Singtom Steinthal, c’est la « première plantation créée à Darjeeling en 1847 par le pasteur allemand Steinthal. Il se promenait à Darjeeling, où il était venu avec des Anglais. À l’époque, pour échapper un peu à la chaleur étouffante de Calcutta ou de Cochin ou de Bombay, les Anglais allaient à Darjeeling qui était à 2.800 mètres d’altitude pour retrouver un petit peu de fraîcheur. Donc cet Allemand était là et il a fait des essais de plantation de théiers et c’est ainsi que Singtom Steinthal a été créé », nous a raconté Emmanuel. Boire du Singtom Steinthal, c’est donc un peu boire l’histoire du thé indien.

S’il a choisi cet exemple, c’est parce que « Singtom Steinthal est une plantation avec laquelle il faut avoir un relationnel pour être sûr de ne pas être trompé par rapport à la qualité. Steinthal ce sont des gens avec qui je travaille maintenant depuis près de quinze ans, il y a un rituel, il y a vraiment un relationnel qui s’est établi, et j’y vais chaque année. Quand on est là-bas, c’est pas pour discuter business, c’est vraiment pour de l’échange. C’est vraiment très important d’avoir ce relationnel-là avec les producteurs parce que si ils voient que vous vous intéressez, ils sont à même de vous proposer des lots vraiment uniques. Avec des gens comme ça, j’arrive par exemple à avoir du thé blanc de Singtom. J’en ai 10 à 15 kilos par an maximum, mais ce sont des thés qui sont exceptionnels et qu’il va produire spécialement pour nous parce qu’il ne le fait pas habituellement. C’est parce qu’on a établi cette relation-là qu’ils sont à même de nous proposer des choses intéressantes et puis surtout de nous laisser venir chez eux, dans la plantation, visiter l’usine et passer le temps qu’on veut, prendre les photos qu’on veut. » Autant vous dire que cette plantation est passée sans plus attendre en haut de ma liste de destinations de rêves (j’ai vérifié sur Internet, contrairement aux enchères de thé, Steinthal est ouvert au commun des mortels et on peut même y réserver une chambre). Un jour, j’irai.

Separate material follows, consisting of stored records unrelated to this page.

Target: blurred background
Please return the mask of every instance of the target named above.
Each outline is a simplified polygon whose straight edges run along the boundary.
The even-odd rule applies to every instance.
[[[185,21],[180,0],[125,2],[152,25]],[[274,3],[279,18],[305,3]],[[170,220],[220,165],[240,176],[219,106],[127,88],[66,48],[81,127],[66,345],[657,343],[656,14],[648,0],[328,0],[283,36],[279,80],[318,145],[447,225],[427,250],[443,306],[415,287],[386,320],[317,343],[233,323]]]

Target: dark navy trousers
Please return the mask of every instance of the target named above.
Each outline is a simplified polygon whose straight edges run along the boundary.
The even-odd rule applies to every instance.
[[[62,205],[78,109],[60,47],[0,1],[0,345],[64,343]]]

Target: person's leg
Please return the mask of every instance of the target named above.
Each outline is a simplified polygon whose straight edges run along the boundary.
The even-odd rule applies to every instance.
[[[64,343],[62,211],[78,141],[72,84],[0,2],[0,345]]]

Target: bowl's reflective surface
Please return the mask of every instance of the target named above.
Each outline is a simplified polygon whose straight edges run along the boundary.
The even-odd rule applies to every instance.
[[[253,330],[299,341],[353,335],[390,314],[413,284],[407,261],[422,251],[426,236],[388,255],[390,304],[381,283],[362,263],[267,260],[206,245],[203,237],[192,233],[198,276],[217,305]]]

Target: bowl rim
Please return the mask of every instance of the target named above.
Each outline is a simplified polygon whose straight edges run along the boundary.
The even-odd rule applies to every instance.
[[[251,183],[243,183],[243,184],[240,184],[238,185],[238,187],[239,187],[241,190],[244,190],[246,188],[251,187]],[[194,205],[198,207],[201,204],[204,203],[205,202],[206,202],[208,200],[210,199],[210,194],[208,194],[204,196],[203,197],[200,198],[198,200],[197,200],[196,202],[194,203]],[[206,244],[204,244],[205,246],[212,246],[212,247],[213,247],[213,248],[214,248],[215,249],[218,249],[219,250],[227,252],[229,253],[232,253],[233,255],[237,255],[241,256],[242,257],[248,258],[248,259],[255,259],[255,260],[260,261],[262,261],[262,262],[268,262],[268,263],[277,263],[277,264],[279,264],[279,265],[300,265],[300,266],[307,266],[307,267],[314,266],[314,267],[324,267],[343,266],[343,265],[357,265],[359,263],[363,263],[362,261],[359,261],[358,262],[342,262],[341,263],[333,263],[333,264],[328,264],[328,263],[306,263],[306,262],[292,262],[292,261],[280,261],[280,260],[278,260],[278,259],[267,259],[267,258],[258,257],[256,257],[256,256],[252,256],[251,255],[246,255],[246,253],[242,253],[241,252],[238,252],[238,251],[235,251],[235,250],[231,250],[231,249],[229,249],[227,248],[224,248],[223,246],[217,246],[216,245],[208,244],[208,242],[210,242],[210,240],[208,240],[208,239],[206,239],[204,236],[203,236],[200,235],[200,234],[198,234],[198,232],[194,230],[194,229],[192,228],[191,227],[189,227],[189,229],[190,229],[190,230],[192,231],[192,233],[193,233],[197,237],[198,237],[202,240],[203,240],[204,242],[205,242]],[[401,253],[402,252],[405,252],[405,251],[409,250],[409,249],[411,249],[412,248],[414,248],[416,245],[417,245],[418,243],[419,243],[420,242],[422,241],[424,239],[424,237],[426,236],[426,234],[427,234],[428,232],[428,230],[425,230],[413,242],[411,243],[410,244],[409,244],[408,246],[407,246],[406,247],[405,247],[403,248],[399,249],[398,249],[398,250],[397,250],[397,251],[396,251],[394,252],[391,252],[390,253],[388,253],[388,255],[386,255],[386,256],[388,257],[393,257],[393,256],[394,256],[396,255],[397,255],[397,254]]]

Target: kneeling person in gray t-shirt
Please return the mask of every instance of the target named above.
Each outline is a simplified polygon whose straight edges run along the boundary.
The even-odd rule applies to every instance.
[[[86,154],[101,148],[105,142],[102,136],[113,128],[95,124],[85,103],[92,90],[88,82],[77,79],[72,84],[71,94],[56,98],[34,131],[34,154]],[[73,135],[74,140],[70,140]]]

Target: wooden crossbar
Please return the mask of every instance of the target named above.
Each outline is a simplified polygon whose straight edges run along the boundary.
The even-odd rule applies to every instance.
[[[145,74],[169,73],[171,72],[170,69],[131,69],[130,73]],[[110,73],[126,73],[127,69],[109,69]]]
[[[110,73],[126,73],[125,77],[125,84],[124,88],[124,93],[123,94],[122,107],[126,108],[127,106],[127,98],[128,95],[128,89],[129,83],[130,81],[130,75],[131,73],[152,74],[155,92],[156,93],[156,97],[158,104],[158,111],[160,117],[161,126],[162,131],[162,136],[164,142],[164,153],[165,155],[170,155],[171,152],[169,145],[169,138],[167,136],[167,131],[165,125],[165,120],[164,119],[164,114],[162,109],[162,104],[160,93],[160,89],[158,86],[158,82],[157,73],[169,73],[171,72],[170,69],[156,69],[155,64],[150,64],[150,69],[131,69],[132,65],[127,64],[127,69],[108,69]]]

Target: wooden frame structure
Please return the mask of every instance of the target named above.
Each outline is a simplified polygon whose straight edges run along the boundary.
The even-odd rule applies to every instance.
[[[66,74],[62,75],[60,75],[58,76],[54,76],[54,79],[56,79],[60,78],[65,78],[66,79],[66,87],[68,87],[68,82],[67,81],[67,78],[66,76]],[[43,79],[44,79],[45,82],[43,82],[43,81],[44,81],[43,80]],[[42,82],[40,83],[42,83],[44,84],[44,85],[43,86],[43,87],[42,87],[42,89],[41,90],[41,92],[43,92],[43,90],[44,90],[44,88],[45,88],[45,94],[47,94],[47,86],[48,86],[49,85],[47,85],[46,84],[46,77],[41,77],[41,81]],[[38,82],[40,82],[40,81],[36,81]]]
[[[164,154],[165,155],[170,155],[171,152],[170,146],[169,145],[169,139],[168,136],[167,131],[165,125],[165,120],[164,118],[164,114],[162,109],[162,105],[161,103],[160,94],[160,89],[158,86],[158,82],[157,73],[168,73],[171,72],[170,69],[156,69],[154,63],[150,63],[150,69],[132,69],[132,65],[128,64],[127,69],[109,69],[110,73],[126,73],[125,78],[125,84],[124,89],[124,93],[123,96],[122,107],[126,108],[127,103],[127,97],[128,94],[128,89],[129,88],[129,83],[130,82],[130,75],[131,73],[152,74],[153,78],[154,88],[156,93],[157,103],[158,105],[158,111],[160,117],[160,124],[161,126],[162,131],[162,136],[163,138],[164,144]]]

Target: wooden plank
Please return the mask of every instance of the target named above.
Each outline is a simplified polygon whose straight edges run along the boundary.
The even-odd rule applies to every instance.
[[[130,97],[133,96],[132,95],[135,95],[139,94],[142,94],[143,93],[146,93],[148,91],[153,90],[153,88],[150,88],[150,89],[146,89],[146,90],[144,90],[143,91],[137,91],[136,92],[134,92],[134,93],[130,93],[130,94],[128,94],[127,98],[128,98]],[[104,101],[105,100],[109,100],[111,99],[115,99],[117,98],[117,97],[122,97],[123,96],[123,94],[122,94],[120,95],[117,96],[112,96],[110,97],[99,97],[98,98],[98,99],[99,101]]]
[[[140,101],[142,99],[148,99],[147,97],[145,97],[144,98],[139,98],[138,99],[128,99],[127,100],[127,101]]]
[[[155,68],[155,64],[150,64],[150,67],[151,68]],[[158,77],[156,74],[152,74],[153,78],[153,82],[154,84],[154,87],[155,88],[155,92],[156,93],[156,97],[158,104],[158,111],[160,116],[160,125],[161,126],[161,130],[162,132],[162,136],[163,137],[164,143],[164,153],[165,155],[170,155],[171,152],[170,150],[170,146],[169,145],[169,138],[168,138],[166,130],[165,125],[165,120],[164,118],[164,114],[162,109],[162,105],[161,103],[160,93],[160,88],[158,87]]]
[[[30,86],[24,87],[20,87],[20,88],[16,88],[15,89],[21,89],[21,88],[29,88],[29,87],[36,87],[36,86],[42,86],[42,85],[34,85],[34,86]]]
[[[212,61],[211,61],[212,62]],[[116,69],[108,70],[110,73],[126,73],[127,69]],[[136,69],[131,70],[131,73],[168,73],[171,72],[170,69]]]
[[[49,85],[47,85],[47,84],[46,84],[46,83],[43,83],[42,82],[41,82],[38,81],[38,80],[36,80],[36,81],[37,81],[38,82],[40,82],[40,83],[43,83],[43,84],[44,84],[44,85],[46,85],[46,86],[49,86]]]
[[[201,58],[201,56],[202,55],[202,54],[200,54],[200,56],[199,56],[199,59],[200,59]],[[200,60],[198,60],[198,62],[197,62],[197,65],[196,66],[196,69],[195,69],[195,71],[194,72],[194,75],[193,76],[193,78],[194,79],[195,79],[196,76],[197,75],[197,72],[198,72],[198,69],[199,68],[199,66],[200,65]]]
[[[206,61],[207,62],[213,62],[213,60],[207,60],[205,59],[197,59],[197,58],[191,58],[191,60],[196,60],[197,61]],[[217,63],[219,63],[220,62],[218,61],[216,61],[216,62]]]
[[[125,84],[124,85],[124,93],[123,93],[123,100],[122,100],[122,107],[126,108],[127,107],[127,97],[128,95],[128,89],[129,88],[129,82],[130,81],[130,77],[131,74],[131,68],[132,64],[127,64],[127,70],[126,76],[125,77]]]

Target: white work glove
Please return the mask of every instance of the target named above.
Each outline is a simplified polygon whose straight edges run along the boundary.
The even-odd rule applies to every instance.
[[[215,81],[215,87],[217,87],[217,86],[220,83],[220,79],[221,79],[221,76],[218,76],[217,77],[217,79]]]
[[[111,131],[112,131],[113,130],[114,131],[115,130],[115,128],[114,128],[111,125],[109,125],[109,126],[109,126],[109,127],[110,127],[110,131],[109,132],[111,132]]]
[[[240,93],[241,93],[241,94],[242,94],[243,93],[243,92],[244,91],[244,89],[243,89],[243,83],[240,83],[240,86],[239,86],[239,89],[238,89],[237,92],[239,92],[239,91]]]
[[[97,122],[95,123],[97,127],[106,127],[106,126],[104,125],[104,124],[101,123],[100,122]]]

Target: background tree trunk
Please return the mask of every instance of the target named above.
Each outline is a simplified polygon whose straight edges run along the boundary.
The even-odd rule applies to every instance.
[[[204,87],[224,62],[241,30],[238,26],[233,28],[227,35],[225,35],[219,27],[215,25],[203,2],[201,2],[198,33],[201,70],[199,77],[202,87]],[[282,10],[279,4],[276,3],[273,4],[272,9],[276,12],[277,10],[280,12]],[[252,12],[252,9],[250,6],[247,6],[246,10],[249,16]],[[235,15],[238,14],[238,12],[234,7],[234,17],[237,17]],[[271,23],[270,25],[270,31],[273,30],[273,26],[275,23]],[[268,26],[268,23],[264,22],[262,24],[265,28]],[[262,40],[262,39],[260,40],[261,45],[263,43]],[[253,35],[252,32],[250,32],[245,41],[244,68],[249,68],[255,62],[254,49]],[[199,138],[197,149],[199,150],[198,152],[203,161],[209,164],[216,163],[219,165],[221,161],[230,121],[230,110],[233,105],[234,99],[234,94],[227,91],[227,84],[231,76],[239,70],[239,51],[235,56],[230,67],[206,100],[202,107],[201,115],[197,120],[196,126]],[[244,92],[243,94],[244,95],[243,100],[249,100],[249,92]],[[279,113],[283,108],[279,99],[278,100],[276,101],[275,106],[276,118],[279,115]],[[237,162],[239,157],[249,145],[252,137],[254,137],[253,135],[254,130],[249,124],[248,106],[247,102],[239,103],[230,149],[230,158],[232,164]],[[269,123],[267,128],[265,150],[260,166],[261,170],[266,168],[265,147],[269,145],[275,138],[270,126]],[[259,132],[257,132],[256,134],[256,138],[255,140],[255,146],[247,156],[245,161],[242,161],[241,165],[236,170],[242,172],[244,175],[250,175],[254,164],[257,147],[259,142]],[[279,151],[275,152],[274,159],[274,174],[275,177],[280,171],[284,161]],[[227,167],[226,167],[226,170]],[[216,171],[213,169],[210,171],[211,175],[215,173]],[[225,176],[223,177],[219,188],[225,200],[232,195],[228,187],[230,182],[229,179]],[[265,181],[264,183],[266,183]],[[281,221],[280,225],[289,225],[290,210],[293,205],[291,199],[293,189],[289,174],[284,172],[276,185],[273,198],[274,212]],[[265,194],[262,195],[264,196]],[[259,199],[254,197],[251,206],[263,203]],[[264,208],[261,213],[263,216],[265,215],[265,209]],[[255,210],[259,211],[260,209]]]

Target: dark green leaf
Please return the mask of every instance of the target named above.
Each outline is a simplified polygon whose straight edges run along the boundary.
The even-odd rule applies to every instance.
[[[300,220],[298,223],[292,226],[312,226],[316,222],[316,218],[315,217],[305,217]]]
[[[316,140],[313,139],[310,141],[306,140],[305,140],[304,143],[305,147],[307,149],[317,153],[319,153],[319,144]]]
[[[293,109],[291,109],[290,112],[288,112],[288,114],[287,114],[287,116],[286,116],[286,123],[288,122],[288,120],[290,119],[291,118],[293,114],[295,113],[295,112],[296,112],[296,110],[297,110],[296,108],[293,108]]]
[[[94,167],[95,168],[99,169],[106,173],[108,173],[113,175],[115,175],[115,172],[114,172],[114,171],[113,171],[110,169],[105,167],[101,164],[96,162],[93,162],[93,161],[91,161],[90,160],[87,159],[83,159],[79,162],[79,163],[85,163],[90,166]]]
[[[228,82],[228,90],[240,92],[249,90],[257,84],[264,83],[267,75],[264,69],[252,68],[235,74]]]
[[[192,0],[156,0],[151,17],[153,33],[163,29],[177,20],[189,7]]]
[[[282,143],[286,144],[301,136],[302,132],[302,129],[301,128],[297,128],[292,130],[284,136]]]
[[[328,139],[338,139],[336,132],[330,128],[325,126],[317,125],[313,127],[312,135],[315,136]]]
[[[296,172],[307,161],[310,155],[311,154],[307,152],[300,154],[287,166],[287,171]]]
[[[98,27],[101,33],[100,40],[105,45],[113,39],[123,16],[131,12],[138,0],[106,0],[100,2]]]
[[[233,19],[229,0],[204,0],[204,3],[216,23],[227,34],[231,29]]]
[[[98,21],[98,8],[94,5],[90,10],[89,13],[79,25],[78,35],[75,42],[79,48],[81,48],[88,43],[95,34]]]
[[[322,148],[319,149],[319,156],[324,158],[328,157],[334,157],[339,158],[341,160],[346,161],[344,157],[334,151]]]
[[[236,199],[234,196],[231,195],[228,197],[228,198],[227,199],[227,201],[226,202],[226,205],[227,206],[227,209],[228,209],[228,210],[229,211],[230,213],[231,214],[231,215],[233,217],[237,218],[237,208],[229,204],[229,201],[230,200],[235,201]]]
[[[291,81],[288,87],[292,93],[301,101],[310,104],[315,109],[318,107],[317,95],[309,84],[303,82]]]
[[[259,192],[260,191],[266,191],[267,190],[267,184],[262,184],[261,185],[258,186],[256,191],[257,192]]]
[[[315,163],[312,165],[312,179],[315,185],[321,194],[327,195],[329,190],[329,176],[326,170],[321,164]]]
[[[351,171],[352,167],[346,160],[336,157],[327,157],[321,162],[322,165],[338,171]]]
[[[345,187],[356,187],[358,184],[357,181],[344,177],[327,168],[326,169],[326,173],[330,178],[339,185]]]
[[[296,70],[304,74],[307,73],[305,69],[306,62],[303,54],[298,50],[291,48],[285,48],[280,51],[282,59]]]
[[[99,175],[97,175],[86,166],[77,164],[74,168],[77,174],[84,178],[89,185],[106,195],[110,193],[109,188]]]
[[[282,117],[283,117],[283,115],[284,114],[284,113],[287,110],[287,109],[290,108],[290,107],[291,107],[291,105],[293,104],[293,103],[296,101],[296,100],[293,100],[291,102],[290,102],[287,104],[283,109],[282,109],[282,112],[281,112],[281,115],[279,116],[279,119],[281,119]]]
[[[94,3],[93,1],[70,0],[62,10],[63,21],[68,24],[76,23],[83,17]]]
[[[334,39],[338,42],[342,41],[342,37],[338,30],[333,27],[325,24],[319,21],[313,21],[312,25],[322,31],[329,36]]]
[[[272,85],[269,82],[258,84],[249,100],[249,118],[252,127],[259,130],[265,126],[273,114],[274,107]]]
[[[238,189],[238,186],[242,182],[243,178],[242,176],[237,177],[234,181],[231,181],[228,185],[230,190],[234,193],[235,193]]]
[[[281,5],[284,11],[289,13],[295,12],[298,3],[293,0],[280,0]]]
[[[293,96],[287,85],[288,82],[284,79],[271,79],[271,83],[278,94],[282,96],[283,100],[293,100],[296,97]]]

Dégustation de thé de Chine et du Japon

J’ai choisi l’angle de la dégustation de Darjeeling pour cet article car c’était une nouveauté pour moi mais nous avons dégusté 17 thés en tout et cette découverte a commencé avec des thés de Chine et du Japon sélectionnés par Marine Sonié. Cette dégustation de thés verts, notamment, n’a pas changé mon avis sur ces derniers, mais je dois avouer qu’on n’a pas vécu tant qu’on n’a pas senti des feuilles de thé vert infusé, qui dégagent vraiment des arômes de paradis. J’ai eu de gros coups de cœur pour les oolongs que nous avons dégustés (je vous en reparlerai dans ma wishlist, en fin de dossier) et pour les thés blancs, que j’avais déjà découverts lors de ma dégustation de thés d’exception Dammann, en amont de cette journée.